BLITZ DURANTE L’ABORTO – Il provvedimento di fermo si è reso necessario per interrompere la condotta criminosa del soggetto nigeriano che si mostrava – durante le intercettazioni – totalmente concentrato in tale attività. L’operazione si è conclusa quando la polizia giudiziaria ha fatto irruzione nella casa dove si svolgeva tale scempio. I militari una volta entrati all’interno dello stabile hanno dovuto abbattere una porta, “inchiavata” dall’esterno, che conduceva ad una stanzetta di pochi metri quadrati dove venivano trovate due ragazze nigeriane ventenni.  Nell’immediatezza veniva svolta una perquisizione accurata della casa che permetteva di rinvenire diversi farmaci, da utilizzare sotto prescrizione medica ma di uso comune, che come effetto collaterale potessero cagionare l’aborto. Inoltre, venivano rinvenute delle cannule ginecologiche sterili, fazzoletti imbevuti di sangue e altri strumenti utilizzati per tali pratiche.
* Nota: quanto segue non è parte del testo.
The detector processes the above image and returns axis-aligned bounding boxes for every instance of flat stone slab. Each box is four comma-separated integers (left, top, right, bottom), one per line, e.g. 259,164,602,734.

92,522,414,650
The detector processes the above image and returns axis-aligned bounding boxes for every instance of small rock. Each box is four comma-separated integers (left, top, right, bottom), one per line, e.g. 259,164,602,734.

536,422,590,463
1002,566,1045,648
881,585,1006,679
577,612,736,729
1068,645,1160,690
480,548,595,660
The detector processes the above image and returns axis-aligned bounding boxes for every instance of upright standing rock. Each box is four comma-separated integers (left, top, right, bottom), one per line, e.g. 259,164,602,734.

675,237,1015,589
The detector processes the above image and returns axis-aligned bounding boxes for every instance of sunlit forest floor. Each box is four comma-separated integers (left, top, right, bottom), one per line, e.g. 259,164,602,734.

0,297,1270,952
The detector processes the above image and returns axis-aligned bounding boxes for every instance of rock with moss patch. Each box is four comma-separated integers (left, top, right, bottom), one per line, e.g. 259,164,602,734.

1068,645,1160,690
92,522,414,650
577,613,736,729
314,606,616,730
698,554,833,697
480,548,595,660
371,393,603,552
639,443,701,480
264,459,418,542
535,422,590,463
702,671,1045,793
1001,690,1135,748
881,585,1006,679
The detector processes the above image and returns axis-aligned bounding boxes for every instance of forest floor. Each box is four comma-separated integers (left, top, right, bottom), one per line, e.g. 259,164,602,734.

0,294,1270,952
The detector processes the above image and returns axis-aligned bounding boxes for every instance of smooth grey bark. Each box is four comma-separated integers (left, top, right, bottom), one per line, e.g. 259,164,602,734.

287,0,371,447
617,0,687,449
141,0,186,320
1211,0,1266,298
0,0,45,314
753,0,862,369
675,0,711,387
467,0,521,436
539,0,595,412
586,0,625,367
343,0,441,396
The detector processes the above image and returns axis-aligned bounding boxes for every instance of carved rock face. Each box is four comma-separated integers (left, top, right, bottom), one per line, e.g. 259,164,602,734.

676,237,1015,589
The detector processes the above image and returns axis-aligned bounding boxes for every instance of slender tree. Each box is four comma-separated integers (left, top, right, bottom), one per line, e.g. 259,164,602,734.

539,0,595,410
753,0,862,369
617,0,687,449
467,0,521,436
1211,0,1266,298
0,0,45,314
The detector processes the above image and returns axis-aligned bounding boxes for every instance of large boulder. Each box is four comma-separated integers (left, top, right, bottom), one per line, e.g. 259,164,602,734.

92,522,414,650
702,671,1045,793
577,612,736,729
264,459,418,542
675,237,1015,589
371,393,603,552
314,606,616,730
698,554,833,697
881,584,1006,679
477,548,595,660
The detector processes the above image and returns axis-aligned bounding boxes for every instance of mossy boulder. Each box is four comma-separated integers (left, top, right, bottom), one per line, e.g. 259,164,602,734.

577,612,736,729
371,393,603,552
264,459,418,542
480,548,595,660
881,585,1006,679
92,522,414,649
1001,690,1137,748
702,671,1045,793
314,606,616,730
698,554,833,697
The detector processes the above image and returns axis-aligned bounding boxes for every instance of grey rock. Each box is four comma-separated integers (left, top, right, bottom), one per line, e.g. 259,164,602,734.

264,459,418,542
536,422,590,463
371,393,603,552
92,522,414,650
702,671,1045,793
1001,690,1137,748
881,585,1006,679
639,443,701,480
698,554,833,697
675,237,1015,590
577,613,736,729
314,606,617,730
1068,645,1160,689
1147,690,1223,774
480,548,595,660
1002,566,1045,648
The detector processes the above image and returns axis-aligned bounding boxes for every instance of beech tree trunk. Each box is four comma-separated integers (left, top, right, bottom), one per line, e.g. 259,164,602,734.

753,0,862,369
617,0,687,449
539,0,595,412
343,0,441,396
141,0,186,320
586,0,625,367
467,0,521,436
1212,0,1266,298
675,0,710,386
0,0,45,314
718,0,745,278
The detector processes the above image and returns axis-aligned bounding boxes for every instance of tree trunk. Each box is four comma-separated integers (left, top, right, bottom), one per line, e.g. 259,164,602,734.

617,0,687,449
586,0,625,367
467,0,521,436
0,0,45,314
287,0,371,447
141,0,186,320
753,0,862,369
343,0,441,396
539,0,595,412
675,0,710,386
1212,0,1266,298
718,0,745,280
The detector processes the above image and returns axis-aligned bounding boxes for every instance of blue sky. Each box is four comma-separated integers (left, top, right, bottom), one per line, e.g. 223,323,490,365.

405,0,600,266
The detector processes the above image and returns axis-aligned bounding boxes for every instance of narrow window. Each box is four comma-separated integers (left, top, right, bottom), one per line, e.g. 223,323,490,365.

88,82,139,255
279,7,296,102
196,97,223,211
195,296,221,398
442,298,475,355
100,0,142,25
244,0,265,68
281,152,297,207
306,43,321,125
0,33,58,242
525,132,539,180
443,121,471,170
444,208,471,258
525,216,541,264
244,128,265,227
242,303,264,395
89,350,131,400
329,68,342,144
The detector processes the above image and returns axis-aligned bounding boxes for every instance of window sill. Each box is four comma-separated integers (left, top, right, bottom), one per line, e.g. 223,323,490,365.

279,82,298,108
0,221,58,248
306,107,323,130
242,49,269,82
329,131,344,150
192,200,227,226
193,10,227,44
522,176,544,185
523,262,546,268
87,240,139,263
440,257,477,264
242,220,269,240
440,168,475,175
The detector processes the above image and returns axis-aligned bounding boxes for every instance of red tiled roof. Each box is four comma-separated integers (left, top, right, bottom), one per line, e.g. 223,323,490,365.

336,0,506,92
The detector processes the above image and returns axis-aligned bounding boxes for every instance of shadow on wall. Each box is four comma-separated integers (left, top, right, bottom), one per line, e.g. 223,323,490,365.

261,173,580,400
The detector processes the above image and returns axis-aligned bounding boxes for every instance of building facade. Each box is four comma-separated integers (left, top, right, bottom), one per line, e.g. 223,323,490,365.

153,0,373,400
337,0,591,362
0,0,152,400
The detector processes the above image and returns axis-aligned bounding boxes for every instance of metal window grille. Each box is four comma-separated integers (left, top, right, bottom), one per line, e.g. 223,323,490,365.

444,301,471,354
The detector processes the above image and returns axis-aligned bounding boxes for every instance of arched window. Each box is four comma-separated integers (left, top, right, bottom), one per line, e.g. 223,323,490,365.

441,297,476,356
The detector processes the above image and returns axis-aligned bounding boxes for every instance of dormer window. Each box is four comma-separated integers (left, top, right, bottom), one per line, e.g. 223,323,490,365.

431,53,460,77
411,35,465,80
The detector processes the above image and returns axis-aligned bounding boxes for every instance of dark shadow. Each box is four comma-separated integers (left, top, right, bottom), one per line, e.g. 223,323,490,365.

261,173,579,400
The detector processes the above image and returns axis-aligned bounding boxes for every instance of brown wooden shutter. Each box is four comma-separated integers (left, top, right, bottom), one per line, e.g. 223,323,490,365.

L’INCUBO VISSUTO – Le due ragazze sono state condotte immediatamente alla clinica Pineta Grande di Castel Volturno dove veniva constato l’avvenuto aborto di una delle due e lo stato di gravidanza, risultato alla dodicesima settimana, per l’altra. Entrambe sono state ricoverate. La preziosa collaborazione degli interpreti ha permesso di aprire un eccellente dialogo con le ragazze sfruttate che decidevano di collaborare e di raccontare tutto quello che avevano patito. Una delle due ha raccontato di aver subito, contro la sua volontà, delle manovre assolutamente invasive da parte dell’indagato che le provocavano un aborto con ingente perdita di sangue. L’altra, pur avendo subito le sevizie, allo stato non aveva ancora perso il bambino. Il racconto delle ragazze ha anche fatto luce sul macabro contesto di sfruttamento della prostituzione in cui erano finite. Entrambe, originarie della Nigeria, ed arrivate in Italia dalla Libia, vittime di tratta di esseri umani, venivano indotte a prostituirsi sul litorale Domitio e solo dopo aver avuto quello che agli occhi dei loro aguzzini era considerato un incidente di percorso, sono state costrette ad abortire contro la loro volontà.